As a Colombian I can say that most people declare full income due to fear of being chased by DIAN (colombian IRS) which is probable the most corrupt institution in the country, meaning that if you don't declare your full income they'll shake you down for everything you have, I've personally heard cases of people making innocent mistakes in taxes and getting extorted for millions upon millions by "honest DIAN officers".

The strata system was created to create a form of "equality" where rich people helped poor people via subsidies, however, this has been abused by both sides since the very beginning (poor people using 10 or 20x the normal amounts of water and electricity to "fuck the rich people" and rich people paying to get their houses declared "historical patrimony" to avoid paying subsidies)

In the end, the strata system was created for a different society that we have right now, nowadays almost all buildings are estrato 3 or 4 in areas where estrato 2 was the highest possible.

I have no idea what could replace the strata system (I'm not a political scientist or anything that resembles that) but I do agree that the system is broken and should be replaced by something better.

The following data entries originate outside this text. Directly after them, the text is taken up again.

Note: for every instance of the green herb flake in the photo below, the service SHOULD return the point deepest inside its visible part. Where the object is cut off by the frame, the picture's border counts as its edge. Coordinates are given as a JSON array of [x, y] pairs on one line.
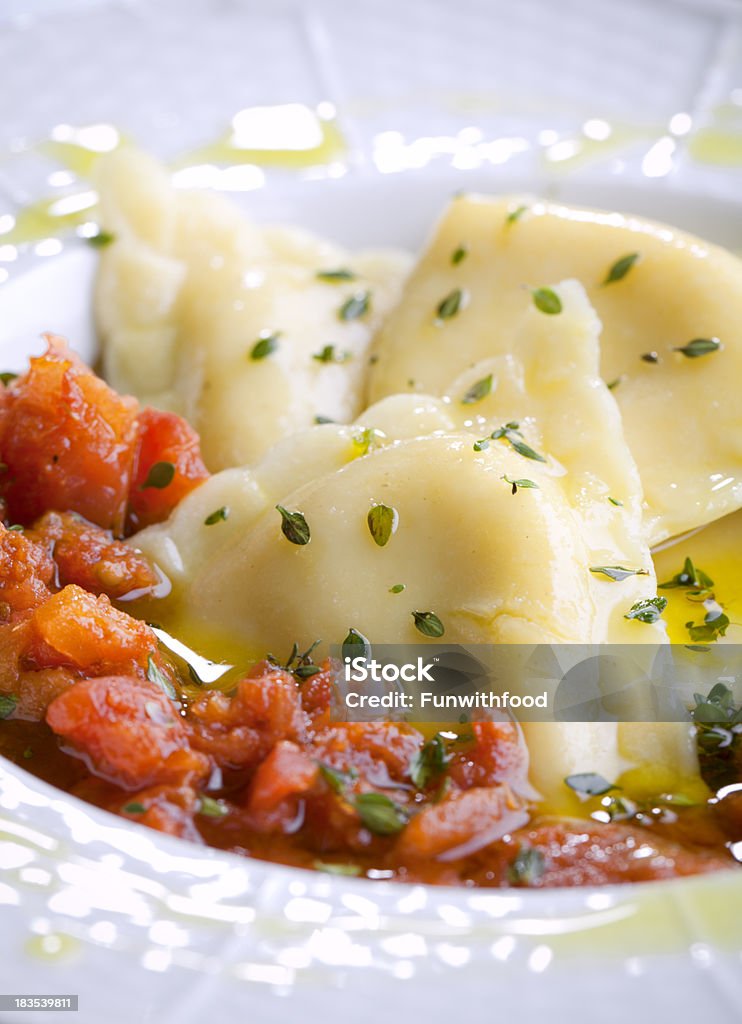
[[294, 526], [133, 808], [451, 304], [219, 515], [429, 762], [649, 609], [428, 624], [355, 306], [515, 215], [460, 254], [514, 437], [590, 783], [478, 391], [380, 814], [100, 239], [547, 301], [329, 354], [515, 484], [714, 625], [160, 476], [336, 779], [382, 521], [8, 702], [265, 345], [528, 866], [620, 268], [353, 641], [617, 572], [699, 346], [211, 808], [689, 578], [335, 276], [156, 675], [349, 870]]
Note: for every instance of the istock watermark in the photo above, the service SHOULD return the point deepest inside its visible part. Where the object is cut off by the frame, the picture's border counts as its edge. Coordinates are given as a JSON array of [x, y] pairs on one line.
[[447, 683]]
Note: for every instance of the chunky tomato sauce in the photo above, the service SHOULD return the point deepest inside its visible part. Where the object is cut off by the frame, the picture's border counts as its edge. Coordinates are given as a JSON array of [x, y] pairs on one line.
[[91, 701]]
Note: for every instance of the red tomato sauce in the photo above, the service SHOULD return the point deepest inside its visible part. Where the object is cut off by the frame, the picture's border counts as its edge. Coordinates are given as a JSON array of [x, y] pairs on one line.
[[91, 701]]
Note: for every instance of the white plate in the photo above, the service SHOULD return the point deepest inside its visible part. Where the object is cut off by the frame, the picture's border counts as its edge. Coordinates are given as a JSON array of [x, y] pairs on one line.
[[496, 97]]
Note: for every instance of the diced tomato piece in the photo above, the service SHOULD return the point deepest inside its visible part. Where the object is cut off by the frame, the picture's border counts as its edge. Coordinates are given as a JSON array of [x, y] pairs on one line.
[[26, 574], [242, 730], [77, 629], [380, 751], [277, 785], [68, 442], [167, 808], [90, 557], [464, 820], [498, 754], [588, 853], [166, 439], [129, 731]]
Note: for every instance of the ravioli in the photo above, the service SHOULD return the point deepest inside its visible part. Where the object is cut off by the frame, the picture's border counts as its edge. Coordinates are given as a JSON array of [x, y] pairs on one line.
[[494, 565], [205, 313], [681, 417]]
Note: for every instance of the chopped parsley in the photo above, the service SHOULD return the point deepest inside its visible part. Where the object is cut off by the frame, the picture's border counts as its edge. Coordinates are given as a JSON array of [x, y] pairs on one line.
[[265, 345], [353, 640], [691, 579], [355, 306], [211, 808], [219, 515], [428, 624], [547, 301], [699, 346], [617, 572], [527, 867], [294, 526], [649, 609], [620, 268], [714, 625], [382, 523], [329, 354], [478, 390], [512, 434], [451, 304], [8, 702], [718, 735], [515, 484], [334, 276], [380, 814], [100, 239], [133, 808], [300, 665], [590, 783], [329, 867], [429, 762], [161, 475]]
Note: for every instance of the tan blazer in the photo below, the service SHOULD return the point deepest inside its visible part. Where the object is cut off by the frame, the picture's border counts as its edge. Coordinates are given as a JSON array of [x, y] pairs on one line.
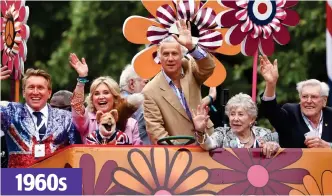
[[163, 113]]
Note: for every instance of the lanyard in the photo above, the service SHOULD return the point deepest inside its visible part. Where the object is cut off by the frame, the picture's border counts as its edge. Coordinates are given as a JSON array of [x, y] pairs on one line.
[[319, 128], [239, 145]]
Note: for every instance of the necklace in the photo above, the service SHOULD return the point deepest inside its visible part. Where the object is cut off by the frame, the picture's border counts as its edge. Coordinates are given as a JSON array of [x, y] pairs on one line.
[[246, 142]]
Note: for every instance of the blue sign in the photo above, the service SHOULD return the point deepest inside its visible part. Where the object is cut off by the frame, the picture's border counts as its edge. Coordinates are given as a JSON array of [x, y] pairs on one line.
[[41, 181]]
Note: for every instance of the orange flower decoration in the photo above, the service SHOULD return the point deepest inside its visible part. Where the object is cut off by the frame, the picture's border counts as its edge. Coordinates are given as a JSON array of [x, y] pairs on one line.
[[141, 30], [160, 174], [14, 35], [312, 186]]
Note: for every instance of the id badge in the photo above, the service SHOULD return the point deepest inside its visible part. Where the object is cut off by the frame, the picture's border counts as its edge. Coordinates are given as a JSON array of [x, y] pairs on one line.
[[39, 150], [310, 134]]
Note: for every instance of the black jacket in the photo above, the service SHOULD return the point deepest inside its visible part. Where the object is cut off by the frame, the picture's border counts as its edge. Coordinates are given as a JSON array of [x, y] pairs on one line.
[[289, 123]]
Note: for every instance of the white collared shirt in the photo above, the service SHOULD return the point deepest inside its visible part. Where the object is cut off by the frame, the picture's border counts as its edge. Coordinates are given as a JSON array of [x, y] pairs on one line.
[[44, 111], [319, 130]]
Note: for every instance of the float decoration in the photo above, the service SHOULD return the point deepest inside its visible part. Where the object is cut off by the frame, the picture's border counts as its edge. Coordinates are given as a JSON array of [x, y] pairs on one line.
[[256, 25], [150, 31], [14, 35]]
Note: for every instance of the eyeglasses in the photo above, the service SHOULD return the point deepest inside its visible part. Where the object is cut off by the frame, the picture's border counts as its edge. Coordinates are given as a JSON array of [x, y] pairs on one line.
[[312, 97]]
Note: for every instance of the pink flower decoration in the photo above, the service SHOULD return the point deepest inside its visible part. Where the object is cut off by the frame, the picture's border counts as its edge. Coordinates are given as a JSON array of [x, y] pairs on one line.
[[257, 24], [14, 34], [255, 175]]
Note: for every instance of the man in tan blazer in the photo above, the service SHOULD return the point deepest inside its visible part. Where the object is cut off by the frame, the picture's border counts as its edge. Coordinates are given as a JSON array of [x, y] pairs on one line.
[[176, 89]]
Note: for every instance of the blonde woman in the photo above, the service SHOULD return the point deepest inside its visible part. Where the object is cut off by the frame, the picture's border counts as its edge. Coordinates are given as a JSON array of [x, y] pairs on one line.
[[104, 96]]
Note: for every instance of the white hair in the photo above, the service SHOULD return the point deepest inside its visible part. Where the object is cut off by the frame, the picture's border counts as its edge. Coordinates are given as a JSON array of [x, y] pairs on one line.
[[324, 88], [243, 101], [171, 39], [127, 74]]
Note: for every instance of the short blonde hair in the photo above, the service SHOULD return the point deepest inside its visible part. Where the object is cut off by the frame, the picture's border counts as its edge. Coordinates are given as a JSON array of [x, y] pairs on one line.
[[171, 39], [37, 72], [244, 101], [111, 84]]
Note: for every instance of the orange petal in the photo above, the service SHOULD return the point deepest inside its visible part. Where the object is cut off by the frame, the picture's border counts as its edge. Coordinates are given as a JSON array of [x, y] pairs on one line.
[[214, 5], [311, 185], [218, 76], [144, 64], [226, 48], [161, 161], [128, 180], [295, 192], [182, 161], [326, 182], [141, 164], [136, 27], [152, 6], [195, 179]]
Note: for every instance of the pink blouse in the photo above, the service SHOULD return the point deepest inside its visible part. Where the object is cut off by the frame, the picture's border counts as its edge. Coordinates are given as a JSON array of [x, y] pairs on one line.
[[87, 124]]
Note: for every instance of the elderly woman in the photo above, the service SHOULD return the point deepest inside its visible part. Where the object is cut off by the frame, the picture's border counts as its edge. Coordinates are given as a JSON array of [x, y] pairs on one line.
[[103, 98], [242, 133]]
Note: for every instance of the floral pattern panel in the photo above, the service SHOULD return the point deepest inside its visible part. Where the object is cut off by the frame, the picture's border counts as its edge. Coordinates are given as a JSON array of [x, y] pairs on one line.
[[192, 171]]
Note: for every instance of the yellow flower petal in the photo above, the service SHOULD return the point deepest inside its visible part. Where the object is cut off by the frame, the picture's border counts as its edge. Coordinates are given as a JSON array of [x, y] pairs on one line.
[[226, 48], [135, 29], [126, 179], [192, 181], [311, 185], [141, 164], [182, 162], [218, 76], [295, 192], [326, 183], [161, 163], [144, 64]]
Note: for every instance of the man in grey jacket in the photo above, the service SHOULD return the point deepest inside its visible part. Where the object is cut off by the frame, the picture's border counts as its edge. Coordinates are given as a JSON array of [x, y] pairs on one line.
[[131, 83]]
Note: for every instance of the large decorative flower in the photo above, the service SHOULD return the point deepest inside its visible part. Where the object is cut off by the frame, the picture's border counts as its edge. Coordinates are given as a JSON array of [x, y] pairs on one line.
[[14, 34], [104, 180], [312, 187], [257, 23], [159, 174], [141, 30], [254, 175]]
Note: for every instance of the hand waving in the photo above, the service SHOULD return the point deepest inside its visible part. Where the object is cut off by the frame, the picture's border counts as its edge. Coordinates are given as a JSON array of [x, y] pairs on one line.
[[184, 38], [268, 70], [80, 67], [200, 118]]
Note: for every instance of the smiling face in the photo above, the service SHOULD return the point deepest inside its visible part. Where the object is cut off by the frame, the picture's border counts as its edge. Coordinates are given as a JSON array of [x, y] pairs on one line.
[[36, 92], [102, 98], [171, 58], [239, 120], [311, 101]]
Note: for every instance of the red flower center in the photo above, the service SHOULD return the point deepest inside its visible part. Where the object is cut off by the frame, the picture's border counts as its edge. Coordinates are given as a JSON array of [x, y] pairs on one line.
[[258, 176], [262, 8], [162, 192]]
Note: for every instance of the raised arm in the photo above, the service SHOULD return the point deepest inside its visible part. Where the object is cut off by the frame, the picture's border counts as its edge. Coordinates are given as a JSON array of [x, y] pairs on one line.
[[270, 74], [153, 120], [204, 65], [80, 116], [200, 119], [277, 116]]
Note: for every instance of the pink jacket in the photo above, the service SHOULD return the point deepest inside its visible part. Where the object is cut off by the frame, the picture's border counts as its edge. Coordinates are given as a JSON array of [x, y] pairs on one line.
[[87, 124]]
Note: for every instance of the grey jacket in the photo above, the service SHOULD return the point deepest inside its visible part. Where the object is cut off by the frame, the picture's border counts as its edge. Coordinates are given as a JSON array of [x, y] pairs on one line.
[[225, 138]]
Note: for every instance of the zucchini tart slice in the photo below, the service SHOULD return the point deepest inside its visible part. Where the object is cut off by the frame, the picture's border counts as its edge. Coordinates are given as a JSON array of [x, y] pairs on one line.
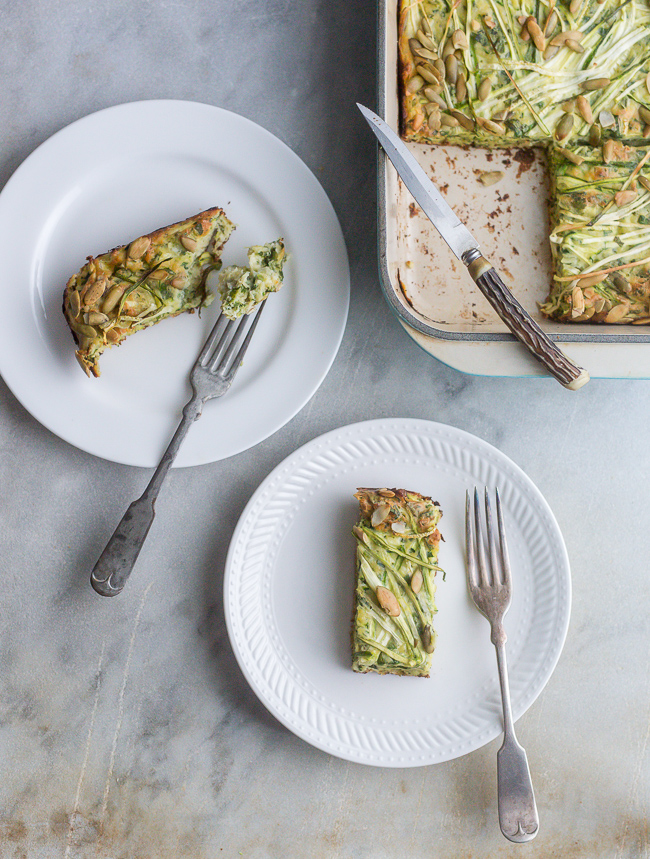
[[137, 285], [397, 560], [601, 237]]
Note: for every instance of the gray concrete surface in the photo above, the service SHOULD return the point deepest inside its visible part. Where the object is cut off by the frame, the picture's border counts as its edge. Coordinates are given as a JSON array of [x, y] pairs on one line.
[[126, 727]]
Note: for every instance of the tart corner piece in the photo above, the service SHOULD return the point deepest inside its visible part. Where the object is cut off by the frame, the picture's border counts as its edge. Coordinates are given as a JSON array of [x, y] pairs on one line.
[[601, 216], [133, 286], [397, 561]]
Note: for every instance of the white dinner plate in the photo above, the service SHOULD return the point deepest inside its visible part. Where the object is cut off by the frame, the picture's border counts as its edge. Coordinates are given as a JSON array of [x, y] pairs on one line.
[[289, 596], [128, 170]]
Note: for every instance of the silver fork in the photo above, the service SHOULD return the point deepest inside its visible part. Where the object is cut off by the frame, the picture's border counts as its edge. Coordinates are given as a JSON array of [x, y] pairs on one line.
[[490, 587], [210, 377]]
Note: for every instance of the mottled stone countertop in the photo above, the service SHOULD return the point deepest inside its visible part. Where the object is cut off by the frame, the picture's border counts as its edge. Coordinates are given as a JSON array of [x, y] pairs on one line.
[[126, 727]]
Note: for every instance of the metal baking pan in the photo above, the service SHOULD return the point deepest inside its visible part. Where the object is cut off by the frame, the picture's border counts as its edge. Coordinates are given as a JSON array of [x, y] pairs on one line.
[[431, 292]]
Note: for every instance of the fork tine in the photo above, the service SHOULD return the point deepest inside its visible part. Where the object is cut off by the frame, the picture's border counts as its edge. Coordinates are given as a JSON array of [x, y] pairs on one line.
[[220, 331], [505, 560], [483, 574], [242, 351], [220, 361], [492, 549], [469, 544]]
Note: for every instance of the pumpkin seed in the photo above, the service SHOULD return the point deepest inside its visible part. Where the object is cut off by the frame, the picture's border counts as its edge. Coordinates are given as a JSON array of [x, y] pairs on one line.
[[584, 109], [95, 292], [595, 83], [577, 301], [448, 49], [595, 279], [111, 300], [434, 97], [74, 302], [441, 67], [451, 67], [595, 134], [606, 119], [564, 126], [434, 120], [622, 198], [93, 317], [608, 151], [465, 121], [617, 313], [484, 88], [416, 83], [561, 38], [139, 247], [644, 113], [536, 33], [188, 243], [576, 47], [494, 127], [491, 177], [416, 582], [551, 22], [428, 641], [428, 74], [388, 601], [459, 40], [426, 54]]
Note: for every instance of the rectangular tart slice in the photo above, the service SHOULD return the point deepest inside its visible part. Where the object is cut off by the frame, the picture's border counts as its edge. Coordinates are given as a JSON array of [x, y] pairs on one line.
[[497, 73], [137, 285], [397, 560], [600, 242]]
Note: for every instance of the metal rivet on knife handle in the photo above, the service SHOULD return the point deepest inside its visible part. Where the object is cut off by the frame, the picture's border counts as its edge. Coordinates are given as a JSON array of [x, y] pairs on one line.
[[524, 327]]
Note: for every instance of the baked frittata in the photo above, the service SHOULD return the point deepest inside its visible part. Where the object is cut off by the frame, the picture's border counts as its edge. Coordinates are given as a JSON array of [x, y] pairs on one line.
[[601, 235], [397, 560], [500, 73], [137, 285], [242, 289]]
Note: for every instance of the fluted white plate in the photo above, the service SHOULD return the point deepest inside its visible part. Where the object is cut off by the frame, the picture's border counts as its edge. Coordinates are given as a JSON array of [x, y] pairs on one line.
[[289, 596]]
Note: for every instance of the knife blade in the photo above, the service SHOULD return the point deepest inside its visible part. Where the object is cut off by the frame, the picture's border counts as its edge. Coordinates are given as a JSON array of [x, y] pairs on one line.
[[467, 249]]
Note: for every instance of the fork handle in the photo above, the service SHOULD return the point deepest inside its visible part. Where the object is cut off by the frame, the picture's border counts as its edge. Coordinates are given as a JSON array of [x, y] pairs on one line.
[[518, 816], [116, 562]]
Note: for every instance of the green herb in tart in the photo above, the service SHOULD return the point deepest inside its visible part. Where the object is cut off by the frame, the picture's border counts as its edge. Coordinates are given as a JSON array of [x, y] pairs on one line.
[[397, 561], [242, 289], [137, 285], [601, 237], [496, 73]]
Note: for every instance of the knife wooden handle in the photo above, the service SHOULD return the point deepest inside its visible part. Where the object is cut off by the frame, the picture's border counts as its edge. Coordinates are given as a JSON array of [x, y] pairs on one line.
[[524, 327]]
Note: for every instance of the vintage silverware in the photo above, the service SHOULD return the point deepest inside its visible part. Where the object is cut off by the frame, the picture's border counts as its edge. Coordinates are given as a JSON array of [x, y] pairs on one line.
[[490, 587], [466, 248], [210, 377]]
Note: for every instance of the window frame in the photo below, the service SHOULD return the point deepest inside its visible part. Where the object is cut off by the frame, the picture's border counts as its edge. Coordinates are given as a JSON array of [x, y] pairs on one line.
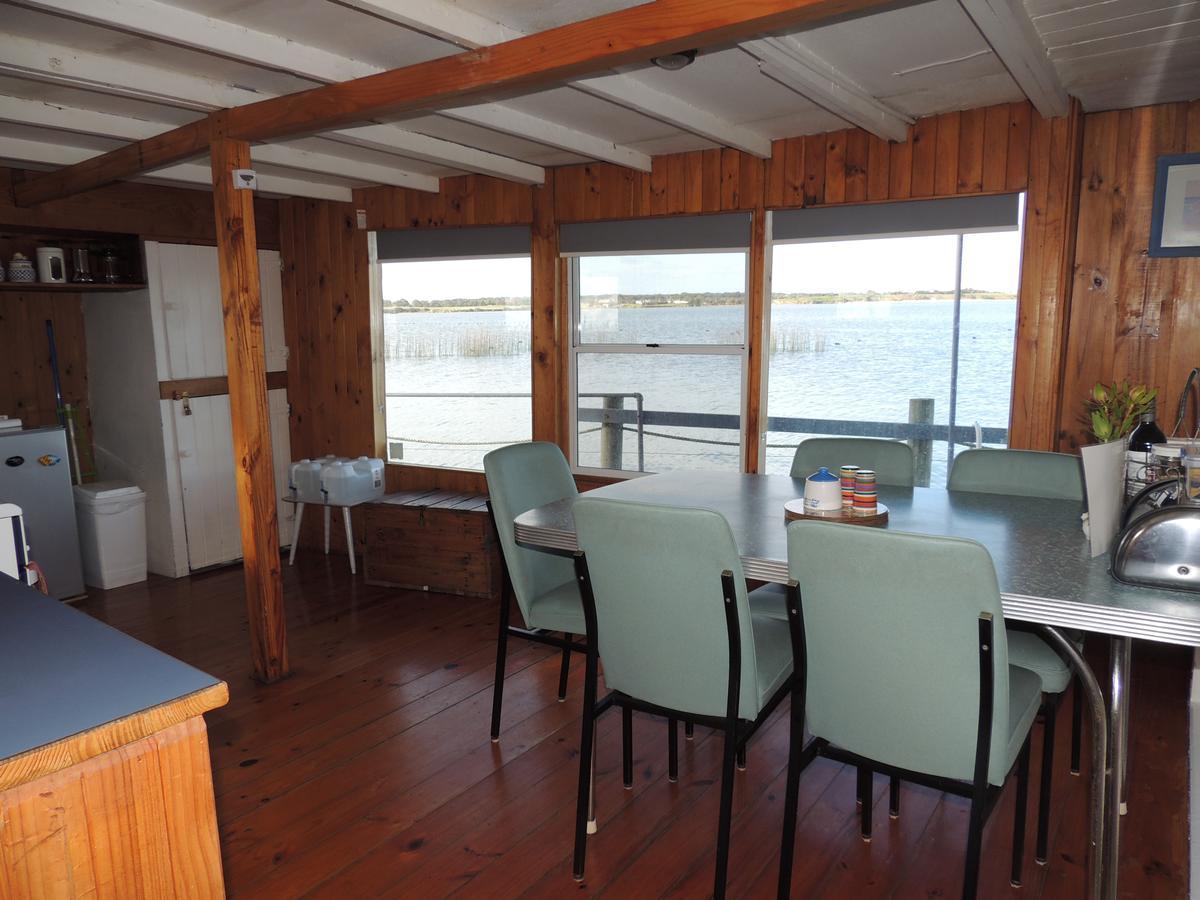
[[768, 295], [576, 346], [377, 277]]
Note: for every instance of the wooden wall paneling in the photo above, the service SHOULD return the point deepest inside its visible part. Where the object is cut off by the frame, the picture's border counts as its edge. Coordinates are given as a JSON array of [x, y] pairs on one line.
[[1092, 321], [756, 340], [971, 149], [1018, 163], [814, 169], [835, 167], [924, 156], [731, 180], [946, 156], [775, 175], [253, 468], [995, 149], [900, 168], [751, 181], [856, 165], [879, 168], [546, 379]]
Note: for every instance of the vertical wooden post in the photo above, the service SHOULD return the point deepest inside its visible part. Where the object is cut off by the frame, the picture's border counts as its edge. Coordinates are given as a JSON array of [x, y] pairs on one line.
[[921, 412], [253, 469], [756, 340]]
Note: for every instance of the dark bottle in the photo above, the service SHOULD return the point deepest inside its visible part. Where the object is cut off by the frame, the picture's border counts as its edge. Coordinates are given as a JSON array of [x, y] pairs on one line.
[[1140, 469]]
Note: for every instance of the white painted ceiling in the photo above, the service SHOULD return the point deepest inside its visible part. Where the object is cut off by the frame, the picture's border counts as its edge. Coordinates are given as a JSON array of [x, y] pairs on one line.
[[120, 58]]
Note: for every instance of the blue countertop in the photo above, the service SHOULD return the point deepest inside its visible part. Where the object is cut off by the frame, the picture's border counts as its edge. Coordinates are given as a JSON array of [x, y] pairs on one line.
[[63, 672]]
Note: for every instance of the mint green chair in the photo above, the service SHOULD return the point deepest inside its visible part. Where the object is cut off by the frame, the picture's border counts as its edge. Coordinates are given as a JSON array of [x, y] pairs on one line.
[[1032, 473], [520, 478], [906, 672], [665, 600], [891, 460]]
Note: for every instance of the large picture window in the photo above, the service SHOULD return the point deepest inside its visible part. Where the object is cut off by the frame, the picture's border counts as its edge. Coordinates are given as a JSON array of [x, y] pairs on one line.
[[903, 330], [659, 337], [455, 346]]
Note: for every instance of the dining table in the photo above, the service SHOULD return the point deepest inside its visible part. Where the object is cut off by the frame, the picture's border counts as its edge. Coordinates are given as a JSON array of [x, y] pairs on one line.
[[1047, 575]]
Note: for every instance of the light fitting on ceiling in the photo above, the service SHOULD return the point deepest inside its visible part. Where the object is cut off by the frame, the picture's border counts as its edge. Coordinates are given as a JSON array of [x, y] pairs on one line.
[[675, 61]]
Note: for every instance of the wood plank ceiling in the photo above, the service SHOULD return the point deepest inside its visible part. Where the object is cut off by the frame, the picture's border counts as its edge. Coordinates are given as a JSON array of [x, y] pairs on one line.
[[77, 79]]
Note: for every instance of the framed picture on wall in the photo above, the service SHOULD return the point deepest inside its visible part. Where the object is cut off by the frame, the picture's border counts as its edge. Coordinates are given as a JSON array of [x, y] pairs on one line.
[[1175, 223]]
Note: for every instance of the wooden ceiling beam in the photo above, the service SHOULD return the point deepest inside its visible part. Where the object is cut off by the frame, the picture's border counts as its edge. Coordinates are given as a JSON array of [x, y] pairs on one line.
[[526, 64]]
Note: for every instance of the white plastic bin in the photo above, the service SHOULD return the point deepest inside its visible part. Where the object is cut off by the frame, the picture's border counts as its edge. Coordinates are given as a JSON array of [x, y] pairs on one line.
[[112, 533]]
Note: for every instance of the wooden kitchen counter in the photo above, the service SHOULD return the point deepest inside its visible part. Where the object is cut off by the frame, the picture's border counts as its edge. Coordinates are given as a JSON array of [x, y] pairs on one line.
[[106, 786]]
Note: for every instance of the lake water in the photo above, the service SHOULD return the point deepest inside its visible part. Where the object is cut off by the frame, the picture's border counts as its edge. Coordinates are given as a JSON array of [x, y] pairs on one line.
[[847, 361]]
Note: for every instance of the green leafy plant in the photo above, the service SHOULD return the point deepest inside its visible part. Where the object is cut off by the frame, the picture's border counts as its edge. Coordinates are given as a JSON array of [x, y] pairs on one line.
[[1113, 409]]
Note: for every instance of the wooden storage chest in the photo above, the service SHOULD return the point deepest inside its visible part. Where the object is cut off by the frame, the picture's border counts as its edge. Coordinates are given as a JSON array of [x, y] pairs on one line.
[[432, 540]]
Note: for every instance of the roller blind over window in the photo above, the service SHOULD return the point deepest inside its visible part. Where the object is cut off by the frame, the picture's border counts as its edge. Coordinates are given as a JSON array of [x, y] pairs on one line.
[[951, 215], [726, 231], [408, 244]]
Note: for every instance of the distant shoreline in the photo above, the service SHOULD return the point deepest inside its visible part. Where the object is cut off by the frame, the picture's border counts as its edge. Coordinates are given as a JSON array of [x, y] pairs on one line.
[[678, 301]]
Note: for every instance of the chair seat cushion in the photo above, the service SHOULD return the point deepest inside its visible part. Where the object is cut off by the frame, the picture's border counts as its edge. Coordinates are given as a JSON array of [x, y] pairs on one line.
[[1024, 701], [558, 610], [769, 600], [773, 657], [1030, 652]]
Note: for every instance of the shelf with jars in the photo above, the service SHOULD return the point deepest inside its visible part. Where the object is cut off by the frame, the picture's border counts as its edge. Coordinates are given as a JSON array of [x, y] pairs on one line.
[[70, 262]]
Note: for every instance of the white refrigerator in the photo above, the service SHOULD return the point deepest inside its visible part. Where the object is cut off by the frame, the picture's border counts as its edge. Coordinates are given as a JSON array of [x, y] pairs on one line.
[[36, 475]]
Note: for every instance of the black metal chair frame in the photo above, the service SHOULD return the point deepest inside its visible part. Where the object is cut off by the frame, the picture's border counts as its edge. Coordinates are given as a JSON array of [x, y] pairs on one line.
[[982, 795], [736, 731], [567, 643]]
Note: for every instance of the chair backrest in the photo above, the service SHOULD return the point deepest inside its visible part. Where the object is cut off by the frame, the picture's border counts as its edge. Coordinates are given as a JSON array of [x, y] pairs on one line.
[[891, 460], [655, 575], [521, 477], [1021, 473], [892, 645]]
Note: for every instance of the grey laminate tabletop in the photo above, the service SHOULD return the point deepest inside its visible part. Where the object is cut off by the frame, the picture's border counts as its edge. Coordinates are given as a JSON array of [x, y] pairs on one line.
[[63, 672], [1039, 550]]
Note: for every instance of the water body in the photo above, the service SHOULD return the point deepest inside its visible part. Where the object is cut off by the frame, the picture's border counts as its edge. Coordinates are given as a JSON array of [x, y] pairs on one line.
[[859, 360]]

How do the "honest DIAN officers" that you talk about report their exhorted income?


"Who taxes the taxmen?"


To eliminate the strata system we'd need to force everybody to report their incomes and expenses. And that's a huge amount of data to process, that's why the strata was devised. So yeah, we could, and should, but we won't.


How about replacing it with nothing?


No system of taxation?

If you can show us a modern functional large-scale (i.e. nation-sized) society that has no taxation, then I'd love to see how they do it.

I can't think of any examples, though, so would welcome your thoughts on this.


Works where I live.


It's mostly a US (not American, America is a continent after all) thing.

In Latin America getting laid off means being called to HR in the morning around 10:00am and getting told "you're being let go, please clean out your desk, fill in your boss on any pending work and finish your workday"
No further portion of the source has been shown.